The more popular anti-vaccine groups including Médicos por la Verdad (Doctors for the Truth) and Coalición Mundial Salud y Vida (Comusav) translated memes, videos and posts from English to Spanish to amplify anti-vaccine narratives to their followings, according to First Draft.

Tackling race-based disinformation

In addition to studying racialized disinformation, there are groups that say they are determined to fight it.

The Disinfo Defense League is made up of over 230 organizational members that are demanding social media companies halt what they see as the spread of harmful false information targeted to Black and brown people.
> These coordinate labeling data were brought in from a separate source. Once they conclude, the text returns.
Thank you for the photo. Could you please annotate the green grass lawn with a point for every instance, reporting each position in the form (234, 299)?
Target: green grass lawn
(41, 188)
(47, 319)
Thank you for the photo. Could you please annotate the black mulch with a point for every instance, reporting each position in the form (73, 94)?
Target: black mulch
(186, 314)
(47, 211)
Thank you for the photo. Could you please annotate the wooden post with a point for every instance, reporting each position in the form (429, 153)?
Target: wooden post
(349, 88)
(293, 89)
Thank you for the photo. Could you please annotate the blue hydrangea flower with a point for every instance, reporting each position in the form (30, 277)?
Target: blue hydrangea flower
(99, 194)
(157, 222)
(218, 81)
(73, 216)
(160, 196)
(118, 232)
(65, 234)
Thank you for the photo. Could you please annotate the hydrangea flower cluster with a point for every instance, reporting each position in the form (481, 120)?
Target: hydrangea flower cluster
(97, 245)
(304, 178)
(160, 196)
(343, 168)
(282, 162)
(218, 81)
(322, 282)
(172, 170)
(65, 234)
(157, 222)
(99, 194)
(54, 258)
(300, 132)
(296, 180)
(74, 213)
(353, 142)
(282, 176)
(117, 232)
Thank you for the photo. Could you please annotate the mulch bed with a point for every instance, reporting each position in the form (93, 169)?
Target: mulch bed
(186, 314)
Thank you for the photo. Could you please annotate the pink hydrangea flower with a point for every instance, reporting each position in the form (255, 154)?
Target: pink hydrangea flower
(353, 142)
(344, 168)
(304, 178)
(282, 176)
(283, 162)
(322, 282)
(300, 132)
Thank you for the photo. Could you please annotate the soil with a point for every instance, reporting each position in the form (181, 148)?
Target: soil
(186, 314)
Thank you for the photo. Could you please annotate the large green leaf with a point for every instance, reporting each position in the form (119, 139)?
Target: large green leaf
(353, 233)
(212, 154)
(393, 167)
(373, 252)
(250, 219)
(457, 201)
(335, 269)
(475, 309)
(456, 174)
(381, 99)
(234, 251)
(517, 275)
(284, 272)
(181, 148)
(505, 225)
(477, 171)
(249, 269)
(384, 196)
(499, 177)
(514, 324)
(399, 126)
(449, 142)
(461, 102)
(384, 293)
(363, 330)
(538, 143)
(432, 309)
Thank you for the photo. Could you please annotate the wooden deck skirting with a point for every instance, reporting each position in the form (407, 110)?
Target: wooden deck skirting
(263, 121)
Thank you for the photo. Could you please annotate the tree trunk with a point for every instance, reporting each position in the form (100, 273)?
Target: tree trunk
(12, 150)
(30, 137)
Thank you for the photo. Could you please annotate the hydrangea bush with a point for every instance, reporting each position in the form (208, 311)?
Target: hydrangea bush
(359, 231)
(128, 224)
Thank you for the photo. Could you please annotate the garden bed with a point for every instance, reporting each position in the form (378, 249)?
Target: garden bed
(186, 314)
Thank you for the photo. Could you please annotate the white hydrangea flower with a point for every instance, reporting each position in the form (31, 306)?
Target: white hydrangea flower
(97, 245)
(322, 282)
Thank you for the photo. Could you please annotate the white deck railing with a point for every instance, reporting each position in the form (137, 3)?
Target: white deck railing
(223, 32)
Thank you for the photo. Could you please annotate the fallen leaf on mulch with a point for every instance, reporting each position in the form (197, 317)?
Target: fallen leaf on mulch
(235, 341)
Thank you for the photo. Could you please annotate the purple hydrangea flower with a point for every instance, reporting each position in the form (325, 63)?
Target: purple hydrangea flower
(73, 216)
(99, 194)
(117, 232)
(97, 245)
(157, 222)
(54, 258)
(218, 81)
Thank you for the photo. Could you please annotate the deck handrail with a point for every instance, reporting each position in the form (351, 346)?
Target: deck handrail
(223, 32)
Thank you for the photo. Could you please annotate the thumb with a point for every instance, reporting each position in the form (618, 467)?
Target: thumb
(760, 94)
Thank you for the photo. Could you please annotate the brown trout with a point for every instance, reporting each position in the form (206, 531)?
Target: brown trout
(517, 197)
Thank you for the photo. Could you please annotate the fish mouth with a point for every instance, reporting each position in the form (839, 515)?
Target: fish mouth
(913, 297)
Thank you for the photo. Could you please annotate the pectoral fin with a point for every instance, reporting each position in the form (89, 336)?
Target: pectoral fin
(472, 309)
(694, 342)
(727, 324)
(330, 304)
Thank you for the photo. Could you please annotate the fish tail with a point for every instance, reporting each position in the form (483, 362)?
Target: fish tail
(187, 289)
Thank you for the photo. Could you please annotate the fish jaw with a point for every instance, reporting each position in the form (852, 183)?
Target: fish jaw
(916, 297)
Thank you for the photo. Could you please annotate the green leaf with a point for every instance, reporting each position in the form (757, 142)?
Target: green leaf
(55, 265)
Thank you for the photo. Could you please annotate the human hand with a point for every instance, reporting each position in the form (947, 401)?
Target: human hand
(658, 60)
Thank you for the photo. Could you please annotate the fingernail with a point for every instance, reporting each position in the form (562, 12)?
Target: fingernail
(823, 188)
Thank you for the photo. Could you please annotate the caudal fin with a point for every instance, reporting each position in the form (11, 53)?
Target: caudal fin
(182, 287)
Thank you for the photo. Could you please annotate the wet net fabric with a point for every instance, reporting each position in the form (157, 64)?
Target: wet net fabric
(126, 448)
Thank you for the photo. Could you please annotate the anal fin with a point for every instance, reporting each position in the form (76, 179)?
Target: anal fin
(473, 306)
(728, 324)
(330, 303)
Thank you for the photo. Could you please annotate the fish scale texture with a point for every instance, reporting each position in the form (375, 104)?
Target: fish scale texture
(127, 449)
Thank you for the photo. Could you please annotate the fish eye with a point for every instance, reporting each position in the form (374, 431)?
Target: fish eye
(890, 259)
PHOTO: The Facebook und Twitter logos on the screen of an iPhone, March 9, 2021.
The Facebook und Twitter logos on the screen of an iPhone, March 9, 2021.
DeFodi Images via Getty Images

Launched in June 2020, the Disinfo Defense League created a policy platform calling on Congress and the U.N. to protect digital civil rights and investigate what it deems "racialized disinformation" -- intentionally misleading, racially based online propaganda.

Politicians have also been prodded into action. In April 2021, Senate lawmakers interrogated the CEOs of Twitter, Google and Facebook on issues such as misinformation and extremism, while calling for amends to Section 230, a federal law that offers broad legal immunity to social media sites.

Groups like the Disinfo Defense League are also demanding Big Tech limits collecting users' personal information ceases "discriminatory algorithms."

"Facebook had had the power to limit a lot of harmful narratives that were circulating before the [presidential] election, because they turned on this specific mechanism that limited the spread of election units and disinformation close to the election," Jaime Longoria, researcher for the Disinfo Defense League said. "It really goes back to their business model."

PHOTO: Close-up shot of female hands typing on computer keyboard, lying on bed, working late at home.
STOCK PHOTO/Getty Images

When asked for comment, Facebook referred ABC News to its general policy about misinformation.

First Draft's Kaylin Dodson also said social platforms must allow journalists more access to their data in order to tackle racialized disinformation.

"It's all about verification. You can find a Twitter account and be like, 'oh, this Twitter belongs to a doctor,' Dodson said. "But a lot of times, if you can do more digging on that doctor, you may find the red flags there.

In a statement to ABC News, Twitter said:

"We regularly take proactive enforcement action on accounts engaged in platform manipulation and spam, which we define as using Twitter to engage in bulk, aggressive, or deceptive activity that misleads others and/or disrupts their experience. This includes accounts that may be involved in the spread of misleading information," Twitter said in a statement to ABC News.

Google sent ABC News its policy on delivering reliable information, along with YouTube’s hate speech and harassment policy.

TikTok did not respond to a request for comment about racially targeted disinformation.